Pre-applied proximal tibial traction pin was used intraoperatively to attain reduction. A lateral incision extending just proximal to the joint line was used. The distal femoral LCP was slip under the vastus lateralis proximally and provisionally fixed with k wire distally. Close reduction was accomplished with traction and external manipulation. Essential instruments like Lowmans’ forceps, femoral distractor, percutaneous clamps etc., were kept at bay and employed wherever deemed necessary. Locked screws were inserted in the proximal part of the bone through plate percutaneously with the help of second plate of same size kept over the skin laterally and image intensifier. Skin stab wound were applied through second plate over skin over corresponding screw holes. A screw in compression mode was used in the proximal fragment in case of a need to attain compression at the fracture site. The reduction and hardware placement were confirmed under fluoroscopy. Knee was moved through ROM and ligamentous stability established under anaesthesia.

Retrograde nail: Patients were settled supine with access to fluoroscopy. The affected leg was placed in 60 degree flexion at knee. A 3 cm longitudinal infra-patellar skin incision was centered over the patellar tendon and tendon split longitudinally in its middle. The insertion point was confirmed radiologically with both AP and lateral views in the intercondylar notch anterior to the Blumensaats’ line and in projection of the femoral shaft axis. PCL was identified and entry taken with a bone awl 1 cm anterior to it. A guide wire was inserted respecting the normal 7 degree valgus angle of the knee to the horizontal plane. The fracture was reduced, guide wire extended to intubate the proximal fragment up to a level proximal to the lesser trochanter. Sequential reaming in 1 mm increments was executed until the cortical chatter was appreciated. A nail of size 1 mm less than the last reamer employed was inserted and advanced with the final position of distal end well below the subchondral bone established under fluoroscopy. The distal locking screws were inserted using the aiming device and trocar. Proximally, free hand locking of two interlocking bolts was implemented.

Injectable antibiotics were administered for three to five days after surgery followed by oral, till suture removal. Patients were discharged on 5th-14th day after surgery. Isometric quadriceps exercises and knee hip ankle exercises were initiated at the end of first postoperative day. Non weight bearing mobilization with walker was done from 2nd day onwards. Patients were called for follow-up at two weeks, four weeks and then monthly till six months and three monthly thereafter. Partial weight bearing was consented as per the stability of the fracture at 3 weeks in cases with AO/OTA type A1 fractures and within 6 weeks in AO/OTA type A3 fractures and all fractures in the LP group. Full weight bearing was approved after ascertaining radiological union in both the groups.

At each follow up, AP and lateral views of fracture were obtained. Pain was assessed on Visual Analogue Scale (VAS). Clinical examination comprised of checking for incisional healing, knee stability, alignment, range of motion and any other complication. Osseous healing was designated radiologically as the presence of atleast three of the four cortices with bridging callus formation and crossing trabeculae in AP and lateral radiographs. Absence of pain and tenderness at fracture site dictated the achievement of clinical healing.
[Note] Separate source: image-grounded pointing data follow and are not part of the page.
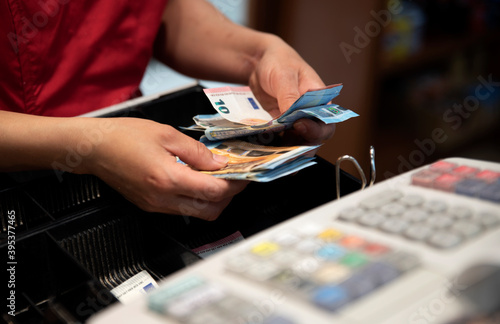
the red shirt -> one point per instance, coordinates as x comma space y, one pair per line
69, 57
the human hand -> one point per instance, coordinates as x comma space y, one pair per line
280, 77
138, 159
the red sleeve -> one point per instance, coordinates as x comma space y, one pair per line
66, 57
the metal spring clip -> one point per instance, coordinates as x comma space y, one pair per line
358, 167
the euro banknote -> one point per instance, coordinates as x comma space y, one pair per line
260, 163
240, 114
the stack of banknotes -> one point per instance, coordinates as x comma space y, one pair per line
240, 114
258, 162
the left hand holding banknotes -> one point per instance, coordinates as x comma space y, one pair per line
138, 159
280, 77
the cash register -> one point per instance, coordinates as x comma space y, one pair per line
74, 246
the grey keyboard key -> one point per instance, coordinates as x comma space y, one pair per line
435, 206
418, 232
402, 261
466, 228
445, 240
394, 225
487, 219
412, 200
460, 212
415, 215
439, 221
393, 209
351, 214
371, 219
381, 199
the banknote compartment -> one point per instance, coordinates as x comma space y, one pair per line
49, 284
20, 214
117, 242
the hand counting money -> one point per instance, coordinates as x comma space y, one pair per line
240, 114
258, 162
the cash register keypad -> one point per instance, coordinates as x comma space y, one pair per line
326, 266
432, 221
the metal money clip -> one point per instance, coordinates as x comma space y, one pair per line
358, 167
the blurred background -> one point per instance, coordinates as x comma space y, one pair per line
424, 76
Groups were compared in terms of intraoperative parameters (duration of surgery, blood loss), time to union and functional results. Functional results were determined using Knee Society Score (KSS) [8] at 18 months follow up that included knee ROM, pain, deformity, walking, stair climbing capacity and knee stability. Results were allocated as excellent, good, intermediate or poor.

Results

Group LP was composed of 22 patients (16 males and 6 females; mean age 38.7±15.6). Group RN comprised 20 patients (13 males and 7 females; mean age 36.0±14.1). Mean time to surgery was 6.2±2.7 (range 2-12) days in group LP and 5.2±2.5 (range 2-11) days in group RN. The average intraoperative time as well as the blood loss was recognized to be significantly more in group RN as compared to group LP [Table/Fig-2].

[Table/Fig-2]:

Intraoperative parameters in two groups.

Parameters Group LP Group RN p-value
Mean operating time SD 88.4±17.6 102.3±20.6 0.024
Intraoperative blood loss 228.2±45.8 323.0±74.3 <0.001

Mechanism of injury was high energy impact in 63.6% in LP group and 70% in RN group and low energy injury in 36.4% in LP group and 30% in RN group. Average follow up was 29.2±9.2 months in group LP (range 18 to 52 months) and 27.8±7.0 months in group RN (range 18 to 43 months).
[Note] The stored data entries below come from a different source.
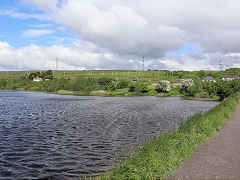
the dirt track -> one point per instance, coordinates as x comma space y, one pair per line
217, 159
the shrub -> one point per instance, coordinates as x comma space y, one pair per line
163, 86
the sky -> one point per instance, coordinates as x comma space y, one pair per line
116, 34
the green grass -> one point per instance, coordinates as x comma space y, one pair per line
117, 74
159, 157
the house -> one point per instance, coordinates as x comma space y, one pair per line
37, 79
209, 78
230, 77
176, 83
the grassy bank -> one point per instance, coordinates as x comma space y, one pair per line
158, 158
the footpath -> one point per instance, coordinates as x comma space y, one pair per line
219, 158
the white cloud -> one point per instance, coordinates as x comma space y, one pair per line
119, 28
31, 33
81, 55
122, 31
19, 15
40, 25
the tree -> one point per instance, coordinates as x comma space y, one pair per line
163, 86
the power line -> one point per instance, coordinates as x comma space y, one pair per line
220, 65
143, 64
57, 63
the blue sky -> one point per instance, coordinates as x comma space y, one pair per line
12, 28
89, 34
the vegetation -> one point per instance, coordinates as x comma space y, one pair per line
162, 84
158, 158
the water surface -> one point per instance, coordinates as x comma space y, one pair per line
65, 137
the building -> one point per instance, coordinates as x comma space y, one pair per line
230, 77
209, 78
37, 79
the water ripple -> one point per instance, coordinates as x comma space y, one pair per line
46, 136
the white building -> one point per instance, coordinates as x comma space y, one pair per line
230, 77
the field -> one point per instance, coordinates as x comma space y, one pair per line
154, 76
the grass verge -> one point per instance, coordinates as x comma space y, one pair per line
159, 157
Union: Mean duration until union was 26.5 weeks (SD=12.9; range 12 to 64 weeks) in the group LP and 22.6 weeks (SD=13.1: range 12 to 60 weeks) in the group RN. The difference came out to be statistically insignificant [Table/Fig-3].

[Table/Fig-3]:

Functional results in two groups.

Parameters Group LP Group RN p-value
Union rate 90.9% 90% 1.00
Average time to union (weeks) 26.5± 12.9 22.6± 13.1 0.312
Range of motion 112.0± 9.8 107.0 ±9.9 0.106
Mean KSS score 74.4± 10.9 77.6± 8.6 0.288

Delayed union was detected in five patients in group LP and in one patient in group RN. The group RN patient underwent dynamisation at six months.

Nonunion was perceived in two patients in either group. Three of them underwent autologous iliac crest bone grafting with dynamisation in group RN patients and all of them subsequently united 5 to 8 months thereafter. The fourth one was the one who underwent plating and also had deep infection.

Complications: Superficial infections were discerned in four patients in patient LP and two in patient RN and were tackled with antibiotic therapy. One patient in each group developed deep infection. Each of them underwent implant removal and debridement after fracture union. Infection resolved in one to two months thereafter. There was no statistically significant difference in overall incidence of malalignment in any plane. Loosening of plate was discovered in one patient at four months follow-up. Partial weight bearing was then advised and his fracture united at eight months allowing implant removal at nine months [Table/Fig-4].

[Table/Fig-4]:

Postoperative complications in two groups.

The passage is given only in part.